Drug Dealer Steals 60 Pounds Of Meth From Cops During Failed Sting https://t.co/PWvvo6zYo3
— ConservativeLibrarian (@ConserLibrarian) April 24, 2023
The methamphetamine trade has long plagued Southern California. The Riverside and San Bernardino County area was once known as the “methamphetamine capital of the United States.” Mexican drug-trafficking organizations operated many meth labs in these counties. They have since been forced out due to increased law enforcement pressure. However, Riverside has remained a significant drug smuggling and distribution center due to its location near the southern border, Los Angeles and San Diego.
In 2022 alone, Riverside County seized more than six million fentanyl pills, 12,000 pounds of methamphetamine, 242 pounds of heroin, 3,000 pounds of cocaine, and 260,000 pounds of marijuana.
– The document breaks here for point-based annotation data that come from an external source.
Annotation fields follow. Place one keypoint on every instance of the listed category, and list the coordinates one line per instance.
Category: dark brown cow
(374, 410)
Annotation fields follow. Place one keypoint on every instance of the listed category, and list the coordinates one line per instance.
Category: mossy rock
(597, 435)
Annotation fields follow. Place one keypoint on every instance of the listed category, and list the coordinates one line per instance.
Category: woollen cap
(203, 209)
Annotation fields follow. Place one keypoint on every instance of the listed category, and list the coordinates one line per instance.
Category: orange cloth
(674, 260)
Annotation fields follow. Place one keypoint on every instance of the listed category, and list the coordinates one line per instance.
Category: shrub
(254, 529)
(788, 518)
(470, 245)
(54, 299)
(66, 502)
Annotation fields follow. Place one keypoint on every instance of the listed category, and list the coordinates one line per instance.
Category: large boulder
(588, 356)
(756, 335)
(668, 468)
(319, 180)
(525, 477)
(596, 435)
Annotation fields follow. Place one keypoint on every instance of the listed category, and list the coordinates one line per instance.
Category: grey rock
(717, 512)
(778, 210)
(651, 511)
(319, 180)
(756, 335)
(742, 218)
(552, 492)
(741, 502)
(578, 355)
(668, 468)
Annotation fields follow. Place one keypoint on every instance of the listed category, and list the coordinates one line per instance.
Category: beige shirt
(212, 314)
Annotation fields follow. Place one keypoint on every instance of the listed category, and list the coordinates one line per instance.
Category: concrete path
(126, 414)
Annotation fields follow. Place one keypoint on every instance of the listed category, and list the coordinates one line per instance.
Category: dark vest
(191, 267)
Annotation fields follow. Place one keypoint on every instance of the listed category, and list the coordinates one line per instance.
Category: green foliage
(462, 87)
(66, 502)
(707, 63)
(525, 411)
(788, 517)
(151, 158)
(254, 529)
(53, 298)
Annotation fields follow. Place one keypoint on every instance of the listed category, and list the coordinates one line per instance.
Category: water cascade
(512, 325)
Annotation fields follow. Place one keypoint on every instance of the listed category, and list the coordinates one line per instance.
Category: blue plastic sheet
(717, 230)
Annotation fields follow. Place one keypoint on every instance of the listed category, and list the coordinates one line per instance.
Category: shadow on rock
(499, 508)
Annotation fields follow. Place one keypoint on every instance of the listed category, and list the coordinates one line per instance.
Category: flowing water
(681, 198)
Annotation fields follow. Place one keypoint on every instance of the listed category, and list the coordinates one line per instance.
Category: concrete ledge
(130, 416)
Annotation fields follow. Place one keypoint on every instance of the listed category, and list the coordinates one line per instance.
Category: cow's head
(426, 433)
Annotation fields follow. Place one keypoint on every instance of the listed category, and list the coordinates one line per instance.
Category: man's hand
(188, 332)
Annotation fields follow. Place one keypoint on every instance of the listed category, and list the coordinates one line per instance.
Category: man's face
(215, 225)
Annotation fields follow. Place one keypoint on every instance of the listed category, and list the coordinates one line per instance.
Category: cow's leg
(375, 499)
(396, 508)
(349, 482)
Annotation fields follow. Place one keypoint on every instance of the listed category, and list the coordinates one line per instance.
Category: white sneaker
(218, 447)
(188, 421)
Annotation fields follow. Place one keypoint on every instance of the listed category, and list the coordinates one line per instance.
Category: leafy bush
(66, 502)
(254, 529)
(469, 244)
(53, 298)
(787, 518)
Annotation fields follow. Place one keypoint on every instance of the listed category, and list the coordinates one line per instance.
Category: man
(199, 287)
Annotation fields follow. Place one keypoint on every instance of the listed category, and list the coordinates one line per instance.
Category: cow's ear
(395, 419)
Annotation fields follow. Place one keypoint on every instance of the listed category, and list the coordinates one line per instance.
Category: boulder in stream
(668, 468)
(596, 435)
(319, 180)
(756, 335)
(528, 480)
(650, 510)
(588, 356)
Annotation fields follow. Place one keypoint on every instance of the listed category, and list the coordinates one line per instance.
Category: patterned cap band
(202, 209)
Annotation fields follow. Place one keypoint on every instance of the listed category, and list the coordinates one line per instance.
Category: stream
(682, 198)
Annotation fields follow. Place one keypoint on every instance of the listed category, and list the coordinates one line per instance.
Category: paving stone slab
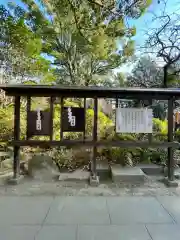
(113, 233)
(127, 174)
(18, 232)
(172, 205)
(164, 232)
(78, 210)
(57, 233)
(24, 210)
(130, 210)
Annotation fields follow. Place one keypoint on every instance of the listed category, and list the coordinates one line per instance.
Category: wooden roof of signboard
(89, 92)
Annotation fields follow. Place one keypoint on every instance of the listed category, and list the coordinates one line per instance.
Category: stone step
(151, 169)
(76, 176)
(127, 174)
(103, 170)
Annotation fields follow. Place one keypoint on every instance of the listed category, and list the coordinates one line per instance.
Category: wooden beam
(91, 143)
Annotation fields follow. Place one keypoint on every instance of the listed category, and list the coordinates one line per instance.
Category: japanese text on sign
(134, 120)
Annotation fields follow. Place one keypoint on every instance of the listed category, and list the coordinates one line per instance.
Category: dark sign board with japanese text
(73, 119)
(38, 123)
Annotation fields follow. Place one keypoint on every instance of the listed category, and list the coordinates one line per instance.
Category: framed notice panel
(134, 120)
(38, 123)
(73, 119)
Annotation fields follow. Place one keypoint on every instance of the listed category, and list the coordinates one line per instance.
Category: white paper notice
(134, 120)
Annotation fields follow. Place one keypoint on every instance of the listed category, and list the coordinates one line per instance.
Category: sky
(143, 24)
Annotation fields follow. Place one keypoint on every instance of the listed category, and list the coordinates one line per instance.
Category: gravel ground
(31, 187)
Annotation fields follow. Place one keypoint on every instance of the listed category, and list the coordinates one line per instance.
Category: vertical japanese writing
(38, 120)
(71, 118)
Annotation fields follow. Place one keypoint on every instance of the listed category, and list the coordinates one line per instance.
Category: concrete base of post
(94, 181)
(169, 183)
(15, 181)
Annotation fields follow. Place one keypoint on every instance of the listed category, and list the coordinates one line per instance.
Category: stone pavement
(89, 218)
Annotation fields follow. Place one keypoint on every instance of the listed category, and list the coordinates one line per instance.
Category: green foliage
(75, 33)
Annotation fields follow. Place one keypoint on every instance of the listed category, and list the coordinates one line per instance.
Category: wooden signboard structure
(73, 119)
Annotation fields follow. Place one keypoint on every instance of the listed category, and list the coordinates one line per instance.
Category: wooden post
(95, 135)
(170, 139)
(61, 131)
(117, 101)
(28, 109)
(84, 133)
(150, 135)
(52, 115)
(16, 163)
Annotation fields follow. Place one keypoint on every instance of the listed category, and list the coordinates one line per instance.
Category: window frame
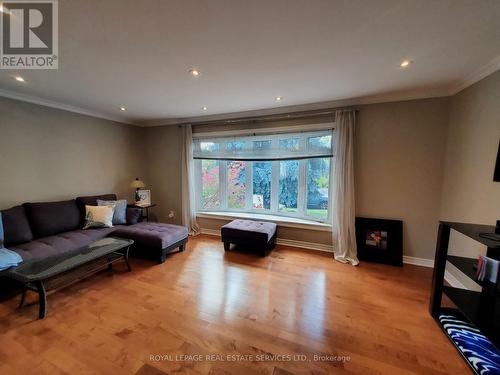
(275, 173)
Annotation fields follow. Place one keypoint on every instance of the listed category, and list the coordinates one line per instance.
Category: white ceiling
(138, 53)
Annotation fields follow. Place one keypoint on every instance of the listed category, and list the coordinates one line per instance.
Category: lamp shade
(137, 184)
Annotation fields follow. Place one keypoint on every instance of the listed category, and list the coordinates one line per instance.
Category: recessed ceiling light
(194, 72)
(405, 64)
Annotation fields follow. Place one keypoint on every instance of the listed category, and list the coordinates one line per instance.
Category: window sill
(291, 222)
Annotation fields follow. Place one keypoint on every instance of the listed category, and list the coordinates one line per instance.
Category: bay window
(279, 174)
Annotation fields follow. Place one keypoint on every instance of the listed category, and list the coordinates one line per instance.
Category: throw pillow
(120, 215)
(134, 215)
(8, 258)
(98, 216)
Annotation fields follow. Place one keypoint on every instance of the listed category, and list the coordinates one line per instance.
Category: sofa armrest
(134, 215)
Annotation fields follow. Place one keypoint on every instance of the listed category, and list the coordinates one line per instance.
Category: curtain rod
(267, 118)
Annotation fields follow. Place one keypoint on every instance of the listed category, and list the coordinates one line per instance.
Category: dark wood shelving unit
(482, 309)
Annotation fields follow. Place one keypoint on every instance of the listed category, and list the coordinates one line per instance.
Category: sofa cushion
(49, 218)
(16, 226)
(152, 235)
(91, 200)
(60, 243)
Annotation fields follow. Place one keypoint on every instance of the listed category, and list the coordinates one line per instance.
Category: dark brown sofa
(38, 230)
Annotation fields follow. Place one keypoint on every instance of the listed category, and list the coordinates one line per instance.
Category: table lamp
(137, 184)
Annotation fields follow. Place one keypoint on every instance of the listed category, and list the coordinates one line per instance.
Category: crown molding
(475, 76)
(415, 94)
(65, 107)
(348, 102)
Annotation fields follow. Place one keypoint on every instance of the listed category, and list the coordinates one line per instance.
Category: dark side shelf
(481, 309)
(475, 232)
(465, 265)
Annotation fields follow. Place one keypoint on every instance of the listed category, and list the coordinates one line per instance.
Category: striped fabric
(480, 353)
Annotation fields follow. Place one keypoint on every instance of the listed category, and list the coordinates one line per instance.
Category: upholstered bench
(257, 234)
(155, 237)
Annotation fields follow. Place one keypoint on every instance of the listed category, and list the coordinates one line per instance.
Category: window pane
(318, 182)
(235, 146)
(288, 185)
(236, 184)
(262, 145)
(323, 143)
(210, 184)
(209, 146)
(261, 198)
(289, 144)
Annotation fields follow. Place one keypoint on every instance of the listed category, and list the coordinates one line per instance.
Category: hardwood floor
(207, 302)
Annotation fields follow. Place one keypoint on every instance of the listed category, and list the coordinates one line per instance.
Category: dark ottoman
(155, 237)
(258, 234)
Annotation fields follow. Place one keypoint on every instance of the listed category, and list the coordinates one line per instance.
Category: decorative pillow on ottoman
(8, 258)
(120, 215)
(98, 216)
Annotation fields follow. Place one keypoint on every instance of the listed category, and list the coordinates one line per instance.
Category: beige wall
(48, 154)
(398, 165)
(469, 192)
(417, 161)
(399, 160)
(162, 147)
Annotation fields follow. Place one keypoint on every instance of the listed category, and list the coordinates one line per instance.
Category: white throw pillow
(99, 216)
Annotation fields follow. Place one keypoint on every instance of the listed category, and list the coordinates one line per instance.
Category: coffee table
(55, 272)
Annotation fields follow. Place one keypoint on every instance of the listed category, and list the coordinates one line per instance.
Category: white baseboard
(422, 262)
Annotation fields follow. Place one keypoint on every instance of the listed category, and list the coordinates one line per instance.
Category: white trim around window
(275, 209)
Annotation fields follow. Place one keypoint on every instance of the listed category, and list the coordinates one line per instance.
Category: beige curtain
(188, 183)
(342, 198)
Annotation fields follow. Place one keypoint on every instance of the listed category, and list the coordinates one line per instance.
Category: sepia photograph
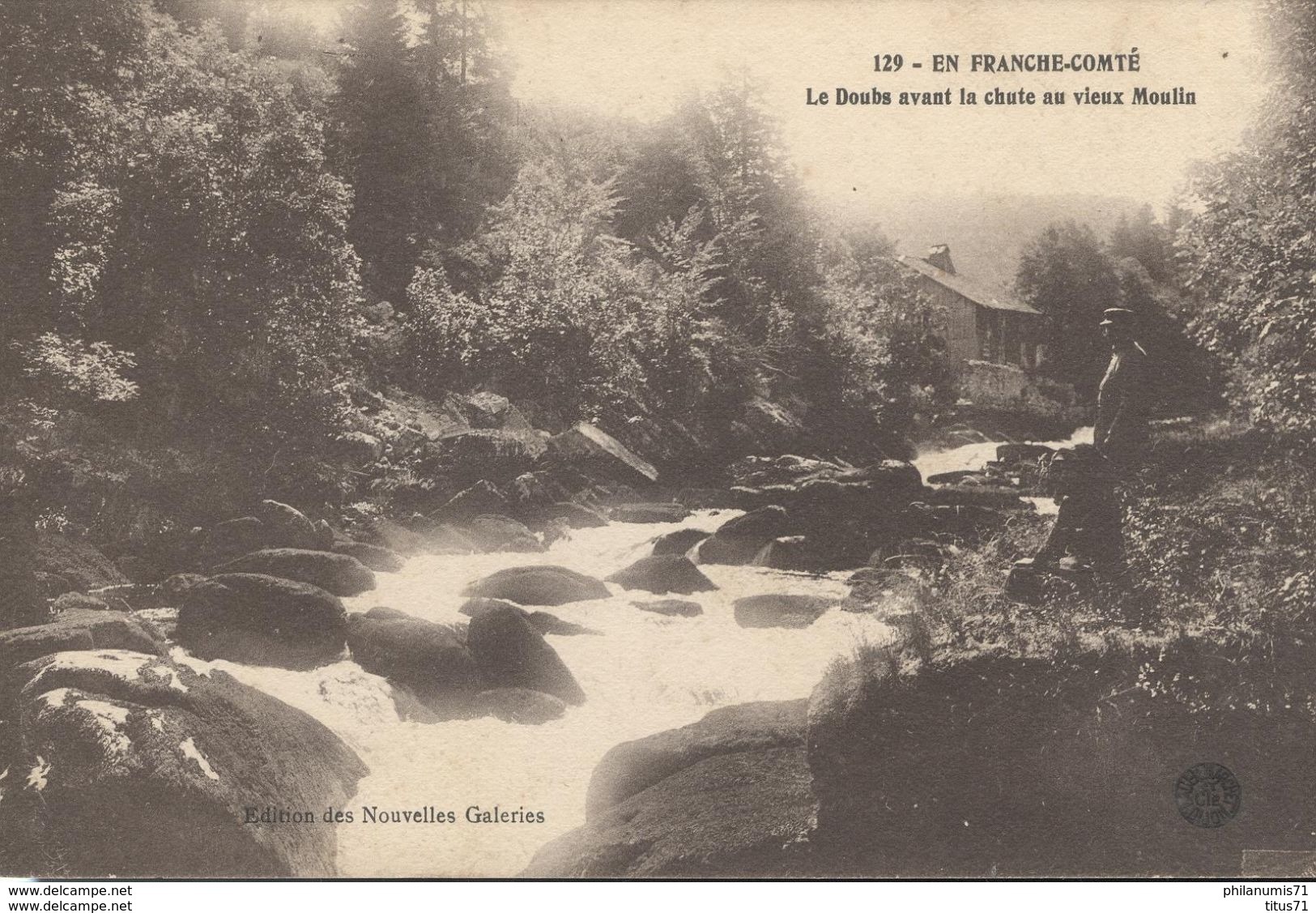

In addition, the Border Patrol has already confiscated 75,600 pounds of meth across the northern and southwest borders and coastal ports of entry in the first six months of fiscal year 2023. According to CBP data, a staggering 41,300 pounds were seized by Border Patrol’s San Diego field office alone.
The recently failed sting operation raises concerns about the effectiveness of law enforcement’s tactics to combat drug trafficking. Michael Lujan, a retired captain with the Riverside Sheriff’s Department, questioned the approach taken during this operation, stating, “Why would you let someone get in their vehicle, I don’t know.” He further elaborated on the “operational package” that should have been prepared to avoid such a mishap, including outlining potential hazards, escape routes and ensuring sufficient background and surveillance plans.
While the Riverside County Sheriff’s Department has acknowledged the failed sting and admitted to the loss of the methamphetamine, they have not provided details on what went wrong or how the suspect managed to escape with the drugs. They have stated that the investigation is ongoing but have not been forthcoming with further comments.